Eisgruber, following Jamal’s remarks, said, “I certainly agree with our deans and with the student questioner that free speech has to embrace the strong expression of opinions on all sides of a controversial issue, and it’s really important to elevate that conversation. But I think the right way to elevate it is by further conversations like this one … rather than the suppression of speech.” 

The second talk, at Columbia, covered much of the same ground. Moderated by Claire Shipman, an ABC News correspondent and co-chair of Columbia’s board of trustees, the event touched on issues of policy, including the role that the United States and other nations may play in a political solution to the conflict in Gaza. 

Jamal also opened up about the experience of being doxxed in Princeton by a group calling itself Alums for Campus Fairness.

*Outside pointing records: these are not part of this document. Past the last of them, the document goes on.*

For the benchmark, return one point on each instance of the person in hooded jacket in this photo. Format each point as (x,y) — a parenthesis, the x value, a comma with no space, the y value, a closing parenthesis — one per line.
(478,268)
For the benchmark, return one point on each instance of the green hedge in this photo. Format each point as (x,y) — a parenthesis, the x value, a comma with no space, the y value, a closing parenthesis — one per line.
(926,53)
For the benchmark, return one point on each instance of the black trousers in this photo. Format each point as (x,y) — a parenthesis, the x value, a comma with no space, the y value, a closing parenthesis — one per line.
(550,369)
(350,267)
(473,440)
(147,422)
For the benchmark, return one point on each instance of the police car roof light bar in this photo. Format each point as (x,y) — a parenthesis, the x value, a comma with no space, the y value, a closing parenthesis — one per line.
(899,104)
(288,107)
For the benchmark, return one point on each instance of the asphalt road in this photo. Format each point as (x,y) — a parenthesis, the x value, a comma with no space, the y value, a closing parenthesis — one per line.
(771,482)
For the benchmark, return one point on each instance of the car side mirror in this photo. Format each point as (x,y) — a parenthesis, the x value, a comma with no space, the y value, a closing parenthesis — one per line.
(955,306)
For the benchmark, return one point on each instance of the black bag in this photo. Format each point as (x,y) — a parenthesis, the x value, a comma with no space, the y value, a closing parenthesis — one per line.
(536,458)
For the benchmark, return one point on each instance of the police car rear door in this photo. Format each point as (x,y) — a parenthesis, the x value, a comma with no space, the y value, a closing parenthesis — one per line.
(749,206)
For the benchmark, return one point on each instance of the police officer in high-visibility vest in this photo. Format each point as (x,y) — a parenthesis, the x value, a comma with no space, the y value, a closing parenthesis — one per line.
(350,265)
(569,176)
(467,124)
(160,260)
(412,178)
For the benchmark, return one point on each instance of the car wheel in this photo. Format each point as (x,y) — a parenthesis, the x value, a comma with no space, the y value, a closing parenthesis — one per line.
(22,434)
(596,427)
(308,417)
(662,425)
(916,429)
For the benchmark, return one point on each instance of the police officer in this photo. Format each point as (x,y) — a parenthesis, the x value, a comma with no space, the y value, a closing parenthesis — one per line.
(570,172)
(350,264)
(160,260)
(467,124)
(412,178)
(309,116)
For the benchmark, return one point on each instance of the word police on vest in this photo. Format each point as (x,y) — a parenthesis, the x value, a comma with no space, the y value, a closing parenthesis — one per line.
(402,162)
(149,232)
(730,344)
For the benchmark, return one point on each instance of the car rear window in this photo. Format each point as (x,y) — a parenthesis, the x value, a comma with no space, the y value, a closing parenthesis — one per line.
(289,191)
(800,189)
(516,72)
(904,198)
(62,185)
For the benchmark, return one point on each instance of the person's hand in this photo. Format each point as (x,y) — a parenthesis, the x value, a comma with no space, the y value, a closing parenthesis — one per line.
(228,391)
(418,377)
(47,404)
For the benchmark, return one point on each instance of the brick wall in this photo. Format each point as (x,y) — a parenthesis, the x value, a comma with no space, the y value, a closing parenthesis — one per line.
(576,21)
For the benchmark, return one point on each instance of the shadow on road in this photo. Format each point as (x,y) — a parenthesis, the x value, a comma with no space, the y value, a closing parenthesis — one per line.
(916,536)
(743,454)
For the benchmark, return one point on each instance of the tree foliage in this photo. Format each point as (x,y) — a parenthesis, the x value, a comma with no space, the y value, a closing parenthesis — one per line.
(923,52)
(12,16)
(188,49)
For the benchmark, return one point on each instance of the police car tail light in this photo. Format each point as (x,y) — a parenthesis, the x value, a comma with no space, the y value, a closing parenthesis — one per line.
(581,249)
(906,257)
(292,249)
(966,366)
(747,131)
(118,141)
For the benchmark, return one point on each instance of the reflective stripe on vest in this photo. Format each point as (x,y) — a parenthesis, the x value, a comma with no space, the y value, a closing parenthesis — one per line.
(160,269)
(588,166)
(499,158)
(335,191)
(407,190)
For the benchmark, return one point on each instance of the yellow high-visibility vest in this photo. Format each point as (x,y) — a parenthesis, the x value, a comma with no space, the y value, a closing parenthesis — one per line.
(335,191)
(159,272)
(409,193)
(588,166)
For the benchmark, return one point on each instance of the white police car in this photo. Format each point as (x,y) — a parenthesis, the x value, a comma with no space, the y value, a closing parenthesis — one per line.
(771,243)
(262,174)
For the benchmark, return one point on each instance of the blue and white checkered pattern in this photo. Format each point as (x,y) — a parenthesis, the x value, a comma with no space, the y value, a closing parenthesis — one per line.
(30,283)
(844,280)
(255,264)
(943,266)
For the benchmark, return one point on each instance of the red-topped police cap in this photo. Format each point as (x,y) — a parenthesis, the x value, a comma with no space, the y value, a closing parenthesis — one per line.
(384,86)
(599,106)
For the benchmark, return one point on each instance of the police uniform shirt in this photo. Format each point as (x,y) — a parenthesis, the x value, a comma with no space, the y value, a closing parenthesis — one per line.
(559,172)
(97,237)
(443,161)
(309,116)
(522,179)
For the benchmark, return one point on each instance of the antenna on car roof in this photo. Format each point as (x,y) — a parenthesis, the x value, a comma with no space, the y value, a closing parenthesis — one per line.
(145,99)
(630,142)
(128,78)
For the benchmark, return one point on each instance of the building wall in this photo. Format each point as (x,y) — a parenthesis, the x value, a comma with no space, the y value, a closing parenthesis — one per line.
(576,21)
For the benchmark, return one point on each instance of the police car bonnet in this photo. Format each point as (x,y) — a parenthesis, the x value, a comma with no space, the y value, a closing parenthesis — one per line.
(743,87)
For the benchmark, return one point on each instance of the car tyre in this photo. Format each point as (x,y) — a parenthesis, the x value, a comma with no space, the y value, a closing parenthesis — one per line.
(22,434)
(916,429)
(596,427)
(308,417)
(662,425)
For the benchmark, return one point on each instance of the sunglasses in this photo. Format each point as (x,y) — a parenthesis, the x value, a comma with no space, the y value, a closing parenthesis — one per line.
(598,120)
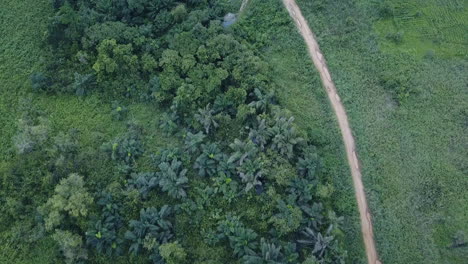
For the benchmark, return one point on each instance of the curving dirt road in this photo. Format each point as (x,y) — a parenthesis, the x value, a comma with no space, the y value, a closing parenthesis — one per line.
(320,64)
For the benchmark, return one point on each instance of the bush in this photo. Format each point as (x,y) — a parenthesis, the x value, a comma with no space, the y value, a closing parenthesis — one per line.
(71,246)
(172,253)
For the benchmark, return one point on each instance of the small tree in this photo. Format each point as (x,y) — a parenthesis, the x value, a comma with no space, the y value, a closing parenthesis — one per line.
(71,246)
(270,254)
(172,253)
(152,229)
(206,163)
(173,179)
(71,198)
(205,117)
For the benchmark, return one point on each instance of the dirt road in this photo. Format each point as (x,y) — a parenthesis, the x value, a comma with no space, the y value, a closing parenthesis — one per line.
(320,64)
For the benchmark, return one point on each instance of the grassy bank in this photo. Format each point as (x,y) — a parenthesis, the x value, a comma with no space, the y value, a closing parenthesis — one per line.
(407,104)
(268,26)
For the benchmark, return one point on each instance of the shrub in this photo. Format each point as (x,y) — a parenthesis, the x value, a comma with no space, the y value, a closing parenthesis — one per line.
(172,253)
(71,198)
(71,246)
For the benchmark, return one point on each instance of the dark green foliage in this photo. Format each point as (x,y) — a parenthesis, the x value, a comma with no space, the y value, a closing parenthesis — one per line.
(143,182)
(206,119)
(71,200)
(71,246)
(251,172)
(309,164)
(317,241)
(241,239)
(242,151)
(193,141)
(207,162)
(262,101)
(152,229)
(127,148)
(119,112)
(172,179)
(270,254)
(104,234)
(32,133)
(287,219)
(260,135)
(153,57)
(172,253)
(83,83)
(39,82)
(283,135)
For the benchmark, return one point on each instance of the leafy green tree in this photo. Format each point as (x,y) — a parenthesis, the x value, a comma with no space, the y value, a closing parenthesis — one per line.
(127,148)
(114,59)
(251,172)
(226,186)
(241,239)
(206,118)
(153,229)
(118,111)
(270,254)
(179,12)
(103,234)
(207,162)
(71,246)
(193,141)
(173,253)
(242,151)
(320,243)
(83,83)
(283,136)
(172,179)
(63,154)
(260,135)
(168,123)
(71,198)
(39,81)
(309,164)
(288,219)
(314,215)
(31,134)
(262,100)
(143,182)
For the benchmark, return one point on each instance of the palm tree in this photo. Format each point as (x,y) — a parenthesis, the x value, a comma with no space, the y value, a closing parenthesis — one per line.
(206,118)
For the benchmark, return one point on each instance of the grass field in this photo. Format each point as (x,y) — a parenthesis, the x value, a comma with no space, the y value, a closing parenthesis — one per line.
(426,27)
(22,52)
(413,145)
(407,104)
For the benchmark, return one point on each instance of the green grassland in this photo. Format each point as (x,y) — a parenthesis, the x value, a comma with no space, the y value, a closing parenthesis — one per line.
(22,51)
(426,27)
(408,113)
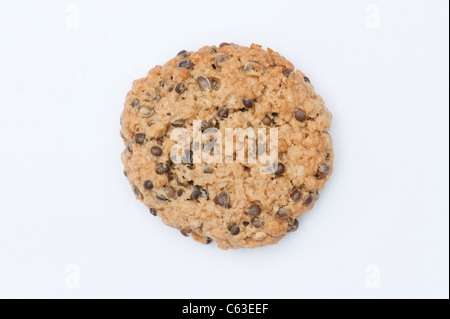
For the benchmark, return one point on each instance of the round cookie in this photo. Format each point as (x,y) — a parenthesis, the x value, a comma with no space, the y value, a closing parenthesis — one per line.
(229,86)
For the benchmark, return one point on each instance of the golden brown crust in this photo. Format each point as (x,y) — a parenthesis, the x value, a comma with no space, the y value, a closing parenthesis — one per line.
(234,72)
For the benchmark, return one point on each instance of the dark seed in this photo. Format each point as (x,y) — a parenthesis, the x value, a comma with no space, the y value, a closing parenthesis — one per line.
(139,138)
(296,195)
(170,191)
(162,168)
(205,125)
(204,193)
(223,113)
(186,232)
(185,64)
(280,169)
(180,88)
(161,197)
(208,169)
(267,121)
(234,229)
(156,150)
(300,115)
(287,72)
(257,223)
(222,199)
(135,103)
(248,103)
(249,67)
(294,226)
(137,192)
(178,123)
(215,83)
(323,171)
(221,57)
(183,53)
(254,210)
(308,200)
(203,83)
(196,193)
(148,185)
(283,213)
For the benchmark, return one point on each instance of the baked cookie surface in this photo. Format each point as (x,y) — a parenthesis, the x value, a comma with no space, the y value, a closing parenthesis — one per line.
(229,86)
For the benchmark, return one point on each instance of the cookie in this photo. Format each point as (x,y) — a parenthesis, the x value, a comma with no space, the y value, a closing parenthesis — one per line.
(236,204)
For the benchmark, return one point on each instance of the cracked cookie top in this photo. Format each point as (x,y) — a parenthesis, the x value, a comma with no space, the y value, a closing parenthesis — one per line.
(229,86)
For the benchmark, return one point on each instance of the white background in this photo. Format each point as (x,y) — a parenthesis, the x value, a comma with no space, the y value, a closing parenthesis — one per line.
(64,200)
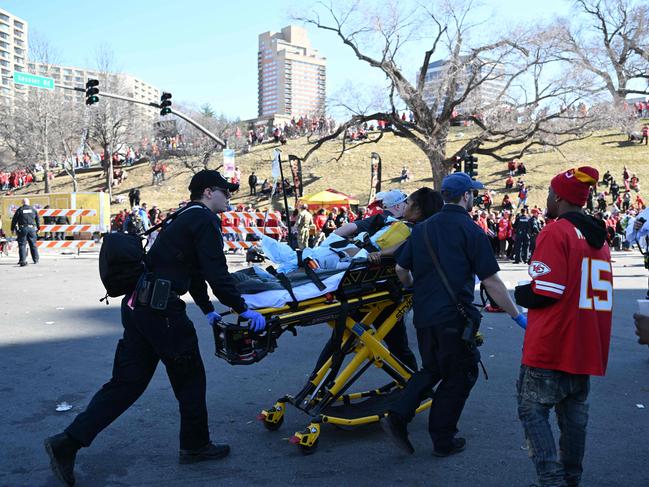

The group sent a truck around town featuring an electronic sign that accused Jamal of failing to denounce the Hamas terror attacks. When it learned that Jamal had already denounced Hamas, the group apologized privately.  

“The doxxers apologized because they made a mistake,” Jamal said. “And I asked him, well, can you come apologize with the same truck and put it in the middle of the town for three days and, you know, chase me around with it? Of course, they didn’t do that.” 

She added that the incident was alarming to Palestinian and Muslim students who wondered, “if they came after an established dean at one of the best schools in the country … what does it mean for me? I am powerless.” 

“These outside groups that have targeted our universities in ways that are just fomenting hate and vitriol and disempowering our students [are] really something that we need to have a conversation about as universities,” Jamal said. “This is not healthy.”